10 Apr 1878 – 2 Apr 1879

Ordinary minutes are followed by supplemental sheets for proceedings under the Medical Charities Act and proceedings as a sanitary authority. From 4 December minutes of proceedings under the Contagious Diseases (Animals) Act 1878 are inserted after Medical Charities Minutes. Includes: 10 Apr 1878 Total inmates: 230 Medical Charities: election of Committees of Management of Dispensary Districts (Bandon, Innishannon, Templemartin, Murragh, and Kilbrittain).

1 May 1878 Resolution in support of Arthur Moore’s parliamentary bill for orphan and destitute children in industrial schools.

8 May 1878 LGB letter regarding to boar d’s proposal to pay consulting sanitary officers by fee instead of salary. It is explained that no case requiring the advice of the current officer has occurred since his appointment and that ‘we think it hard on the ratepayers to pay where no duty is performed’.

12 Jun 1878 Report of committee appointed to inquire into the water supply at the north side of Bandon. It is advised that wells be sunk lower.

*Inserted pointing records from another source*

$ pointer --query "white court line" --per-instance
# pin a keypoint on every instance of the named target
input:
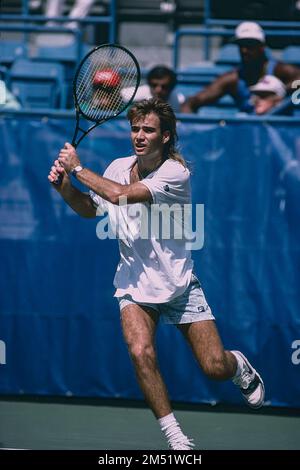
(10, 448)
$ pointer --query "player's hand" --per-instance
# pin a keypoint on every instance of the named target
(58, 175)
(68, 157)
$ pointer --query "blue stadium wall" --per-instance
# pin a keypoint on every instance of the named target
(59, 323)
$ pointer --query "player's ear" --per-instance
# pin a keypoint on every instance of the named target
(166, 137)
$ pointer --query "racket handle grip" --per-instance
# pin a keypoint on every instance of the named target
(58, 181)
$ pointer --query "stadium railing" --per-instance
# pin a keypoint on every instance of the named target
(207, 32)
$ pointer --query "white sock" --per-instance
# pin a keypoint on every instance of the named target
(170, 426)
(238, 366)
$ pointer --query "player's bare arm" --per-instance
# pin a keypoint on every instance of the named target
(104, 187)
(221, 86)
(287, 74)
(77, 200)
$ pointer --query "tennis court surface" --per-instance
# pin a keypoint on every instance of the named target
(83, 424)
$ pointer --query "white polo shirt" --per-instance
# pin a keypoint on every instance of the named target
(155, 265)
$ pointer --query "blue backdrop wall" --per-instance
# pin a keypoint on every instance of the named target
(59, 323)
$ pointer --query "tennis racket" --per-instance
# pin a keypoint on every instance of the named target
(104, 85)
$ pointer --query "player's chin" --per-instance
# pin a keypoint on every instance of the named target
(140, 150)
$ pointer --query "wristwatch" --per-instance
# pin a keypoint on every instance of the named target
(76, 170)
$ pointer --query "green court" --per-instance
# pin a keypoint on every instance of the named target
(70, 423)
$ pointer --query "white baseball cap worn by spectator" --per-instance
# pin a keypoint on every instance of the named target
(249, 31)
(269, 84)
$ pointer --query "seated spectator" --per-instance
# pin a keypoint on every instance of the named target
(161, 83)
(53, 8)
(255, 64)
(7, 99)
(268, 92)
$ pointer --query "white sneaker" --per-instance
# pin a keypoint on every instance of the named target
(181, 443)
(249, 382)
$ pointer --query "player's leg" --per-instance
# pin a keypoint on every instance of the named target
(208, 349)
(139, 326)
(193, 316)
(219, 364)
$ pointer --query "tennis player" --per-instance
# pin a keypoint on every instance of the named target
(155, 278)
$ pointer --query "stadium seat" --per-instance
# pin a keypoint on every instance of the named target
(291, 55)
(228, 54)
(10, 50)
(38, 84)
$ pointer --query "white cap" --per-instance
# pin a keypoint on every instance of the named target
(271, 84)
(249, 30)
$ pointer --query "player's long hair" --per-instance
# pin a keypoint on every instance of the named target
(167, 120)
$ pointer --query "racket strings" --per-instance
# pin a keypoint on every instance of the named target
(106, 82)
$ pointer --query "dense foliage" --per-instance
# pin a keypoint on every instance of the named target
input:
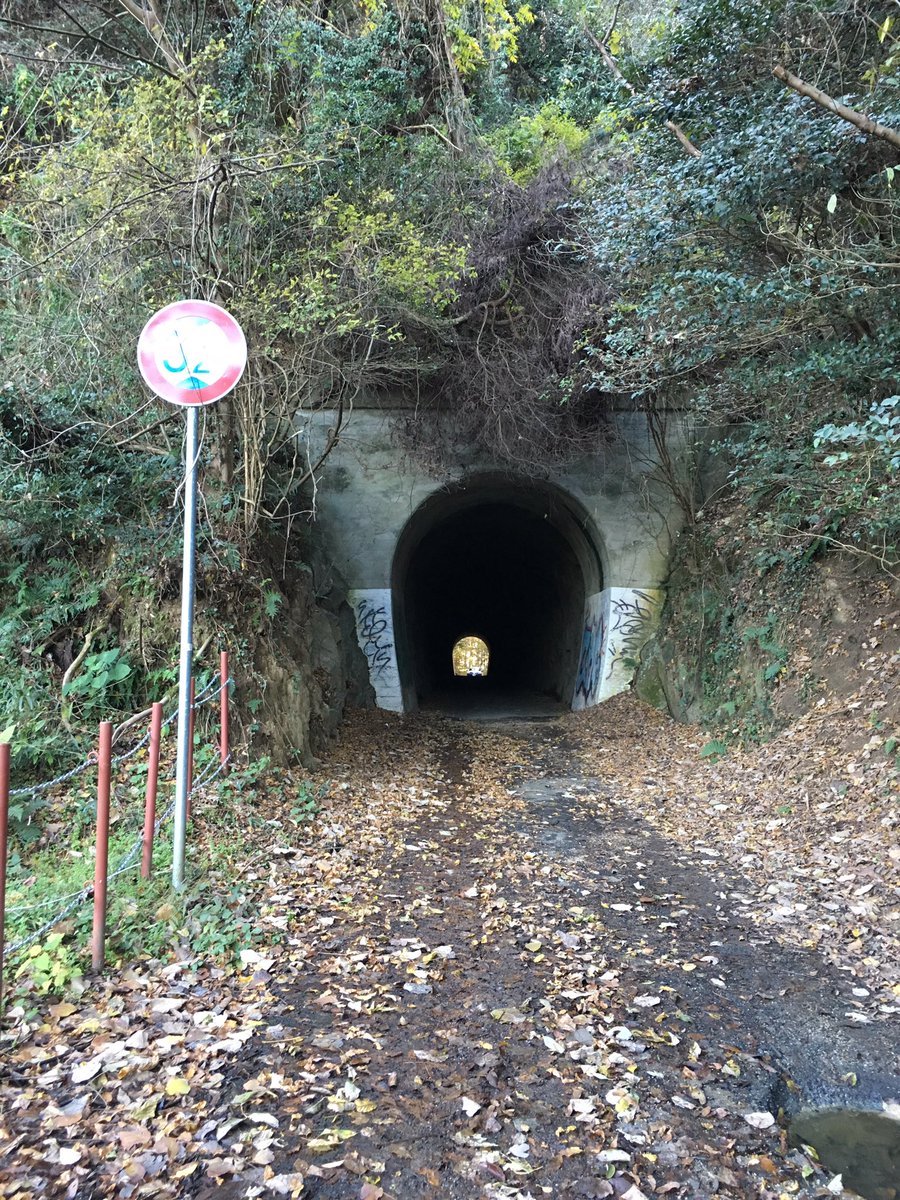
(531, 213)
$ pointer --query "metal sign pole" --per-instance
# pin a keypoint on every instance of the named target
(184, 681)
(190, 353)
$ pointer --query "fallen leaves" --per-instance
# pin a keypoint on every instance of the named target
(445, 996)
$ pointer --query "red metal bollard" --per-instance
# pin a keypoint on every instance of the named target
(101, 865)
(153, 775)
(223, 706)
(190, 750)
(4, 832)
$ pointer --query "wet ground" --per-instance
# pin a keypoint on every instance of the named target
(537, 995)
(481, 975)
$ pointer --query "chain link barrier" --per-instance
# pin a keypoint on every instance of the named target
(130, 859)
(208, 694)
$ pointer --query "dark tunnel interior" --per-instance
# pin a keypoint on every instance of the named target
(504, 573)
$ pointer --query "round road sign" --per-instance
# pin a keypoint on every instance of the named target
(192, 352)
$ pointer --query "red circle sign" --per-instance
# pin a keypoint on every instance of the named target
(192, 352)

3 Jul 1878 Clerk directed to bring the state of the fish market under the notice of the constabulary, the Town Commissioners having called attention to it.

17 Jul 1878 Committee report on sanitary nuisances in Bandon, noting ‘there were two sickly and delicate children in a room adjoining a dung pit and pig sty from which there was a poisonous effluvia’.

7 Aug 1878 Master reports two women ‘for striving to overhear the confession of a patient in the hospital to Revd J Lyons RCC’.

23 Oct 1878 Master’s report regarding the final decision of an inmate who although protestant expressed a wish to become a catholic but subsequently changed his mind. [30 Oct: master censured for his conduct in the case]. 6 Nov 1878 ‘Other Expenses’ Account notes half -yearly salary for the inspector of lodging houses and maintenance costs for three blind children and one deaf and dumb child in other institutions. 1 Jan 1879 Motion voted on rescinding the appointment of the inspector and valuer under the Contagious Diseases Act. Notice of motion given that the Lord Lieutenant be requested to amalgamate Bandon, Clonakilty, Dunmanway and Macroom unions for the purposes of the act, with one veterinary inspector. [See, eg, 15 Jan] 26 Mar 1879 Petition praying for the earlier closing of public houses on Saturday evenings signed by the chairman on behalf of the board. Veterinary Dept letter received regarding a reported case of pleuro- pneumonia, noting that an infected place should have been declared.